Deep work requires high-concentration sessions. However, this doesn’t mean you should reach the maximum concentration possible. In fact, doing so is counterproductive.
Too much concentration makes you more fragile. A small disturbance (a noise, a mistake, an interruption, etc.) can easily turn into a major annoyance that prevents you from working.
It also reduces your cognitive flexibility. Flexibility is a fundamental skill for doing creative work and solving problems. But an excess of concentration, at least in my case, usually turns into rigidity and obsession rather than productive focus.
So the goal is to optimize (not maximize) concentration. I don’t remember exactly when it was, but it was Sascha who recommended that I avoid falling into this excess of concentration and instead keep myself in the soft zone (from The Art of Learning by Josh Waitzkin). Thanks to that, I can now work for much longer sessions without suffering the negative effects of over-concentration.
Creative work doesn’t play by conventional rules · Author at eljardindegestalt.com
I don't know this question. However, in athletics you mix both high- and low-intensity sessions. Based on this, I think there is a good point in shallower (~less intense) work.
But for me, I max out at ~8-10 hours of reasonable intensive work per day over the long-term. So, I chose silent walks often over adding more input.
@FernandoNobel
Good addition. I guess the western over-the-top mindset warrants a balancing addition like yours.
(Though, I don't envy the schedule and intensity of many Asian cultures!)
There is a similar pattern between the western school of powerlifting and the eastern school. The western school is all about performing epic workouts that leave you exhausted and in need of a lot of recovery. The eastern school treats training as physical labour. Calm, high volume, medium intensity, focused. I train in eastern style for a long time, and it fits me a lot more.
However, I really enjoy the over the top intense sessions both physically and mentally. When the time comes, I hope finding some research on chess players, how they react to games.
I am a Zettler
Thanks! :-)
I think there’s a direct connection here with wu wei (or acting according to nature, as the Stoics would say). Sometimes the right action is to do, and other times it’s to not do. The key is being able to tell the difference.
Should I let myself be carried by this dangerous river because it might carry me out of the situation effortlessly? Or is this the moment when I need to give it everything I’ve got, because not acting would actually be the risky choice?
I would love to know more about how chess players handle this :-)
Creative work doesn’t play by conventional rules · Author at eljardindegestalt.com
Funnily, I published a podcast yesterday about different types of training plans. There are two types that are of relevance here:
Applying this to intellectual work, the volume plan is obviously what is sane and is the most appropriate platform to success.
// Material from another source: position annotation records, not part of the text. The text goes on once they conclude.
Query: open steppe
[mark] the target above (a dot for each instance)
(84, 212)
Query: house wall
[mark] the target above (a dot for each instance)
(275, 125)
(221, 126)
However, the Meat Grinder is quite promising. A lot of the geniuses follow such a schedule and I wonder if being able to stay in the meat grinder is part of super high achievement.
I lived a meat grinder life (for spiritual reasons) for a long time and I got a lot out of it. One of the benefits is that it raises your work capacity as long as you are willing to change yourself. Wu Wei applies somewhat: You create the meat grinder. But then you let your mind and soul change with it.
There is a qualitative difference between just enduring the meat grinder and letting it restructure your self. I even wrote a short essay trying to explore this topic called "On bending and breaking". If you just bend, you will snap to your older self. If you let something in yourself break, then you make a leap in development.
I think that the biggest problem here is that you have the shouting of lunatics like David Goggins who try to explore such a process. An interesting direction is the concept of post traumatic growth.
I got a little bit offtopic...
I am a Zettler
In my experience, I've gone through many Meat Grinder situations, both in creative work and in my personal life (though probably not to the extreme you describe in your own experiences, haha).
I usually approached them from Uri Alon's perspective of "the cloud". When doing science it's common to hit a block where your realize that initial plan of going from point A to point B is impossible. The way out usually involves breaking your basic assumptions, reconstructing them, letting go of goal B, and finding a new path C. In other words, you escape the cloud by accepting the impossibility of the situation and letting it fundamentally reshape you (new assumptions, new goals, etc).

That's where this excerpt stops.